- Born: July 30, 1942 Minneapolis, Minnesota, U.S.
- Died: January 8, 2013 (aged 70) McLean, Virginia, U.S.
- Genres: Pop
- Labels: Warner Bros.; A&M Records; Sundazed
- Formerly of: The Association, The Beach Boys, The Garden Club, The Purple Gang, Dennis Olivieri

= Tandyn Almer =

American songwriter, musician, and record producer (1942–2013)

Tandyn Douglas Almer (July 30, 1942 – January 8, 2013) was an American songwriter, musician, and record producer who wrote the 1966 song "Along Comes Mary" for the Association. He also wrote, co-wrote, and produced numerous other songs performed by artists such as the Beach Boys, the Purple Gang, the Garden Club, and Dennis Olivieri. In the early 1970s, he was a close friend and collaborator of Brian Wilson, co-writing the Beach Boys' singles "Marcella" (1972) and "Sail On, Sailor" (1973).

==Early life==
Almer was born in Minneapolis. During his adolescence, he attended a music conservatory in Minnesota and became fascinated with the music of John Coltrane, Miles Davis and Ahmad Jamal. At age 17, he quit high school and moved to Chicago to become a jazz pianist. In the early 1960s, he relocated once more to Los Angeles where his musical interests shifted to pop and rock after he became enamored by the oeuvre of Bob Dylan. During this period, he attended Los Angeles City College.

==Career==
His most prominent achievement was writing the 1966 U.S. Top 10 hit "Along Comes Mary" for the Association. Claudia Ford, then married to Association producer Curt Boettcher, claimed that Almer wrote "Along Comes Mary" as a slow song. Boettcher helped Almer arrange the tune, sang the vocal on the demo and accelerated the tempo. That version, as provided to the Association, became the group's breakthrough single from their debut album, which Boettcher produced. The two also co-wrote "Message of Our Love", another song on the same album. After the success of "Along Comes Mary", Almer was featured alongside Frank Zappa, Graham Nash, Roger McGuinn, and Brian Wilson on Inside Pop: The Rock Revolution, a 1967 CBS News documentary presented by Leonard Bernstein. Almer's sole non-posthumous commercial release under his own name was "Degeneration Gap", a piano-driven single released by Warner Bros. in 1969.

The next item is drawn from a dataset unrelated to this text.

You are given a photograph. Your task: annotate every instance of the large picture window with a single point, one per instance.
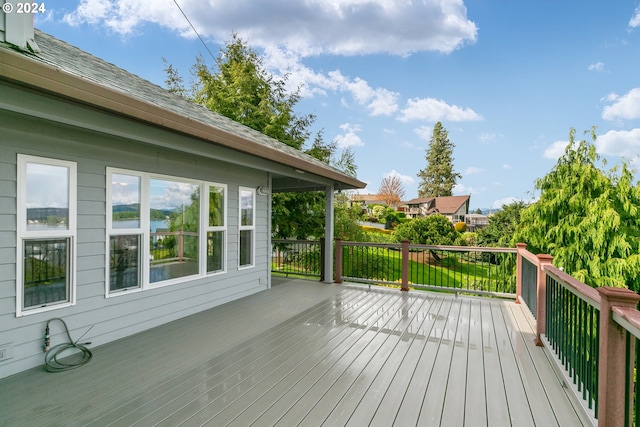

In 1970, he produced the Dennis Olivieri album Come to the Party. While a songwriter for A&M Records in the early 1970s, he was introduced to and became friends with Brian Wilson; in a 2010 interview, Wilson characterized Almer as his "best friend". According to musician Joseph Deaguero, who introduced Almer to Wilson, "Everyone thought he was going to be the next Dylan or Elton John. Tandyn was totally an eccentric, but he was in a league of his own. You listen to his music and say, 'God, this guy was really good.'" Although they ultimately became estranged owing to a variety of factors (including Almer's alleged theft of recording equipment from the Beach Boys Studio and an alleged extramarital affair between Marilyn Wilson and Almer), the two collaborated in the early 1970s on several projects, including an aborted album of re-recorded Beach Boys songs with more topical lyrics for A&M, an intensive weeklong study of George Gershwin's "Rhapsody in Blue" and the Beach Boys singles "Marcella" and "Sail On, Sailor". While frequently caricatured by Beach Boys insiders as a kind of precocious/debaucherous corollary to Wilson's 1966-67 social circle, Almer encouraged Wilson to continue to seek professional remediation of his mental health condition throughout their friendship, which largely coincided with one of the most psychologically tumultuous periods in the songwriter's life.

During this period, Almer invented a water pipe called the Slave-Master, described by Jack S. Margolis and Richard Clorfene in A Child's Garden of Grass as "the perfect bong".

Around 1974, Almer moved to the Washington metropolitan area, where he lived for the remainder of his life. Although he wrote songs for the annual Hexagon satirical revue and several fake books (consisting of simplified arrangements of popular songs), he mainly subsisted on "intermittent royalty checks". His bipolar disorder often resulted in "erratic mood swings" and abject insomnia; according to Thomas Bernath (a musician who befriended Almer), "He used to tell me the music got better the longer he stayed awake. He didn't feel like playing until he had been awake for two or three days." Almer continued to record prolifically, amassing a private collection of hundreds of tapes.

==Death==
Almer died in McLean, Virginia on January 8, 2013, aged 70, from a combination of illnesses, including atrial fibrillation, congestive heart failure, and chronic obstructive pulmonary disease. Shortly after, Along Comes Tandyn, an album consisting of demos of his early songs recorded by professional studio musicians, was released in 2013 on Sundazed Music. In the liner notes, Parke Puterbaugh, a former senior editor of Rolling Stone, called Almer "one of the lost and hidden voices of the '60s," adding that Almer "left behind a body of work that's ripe for rediscovery."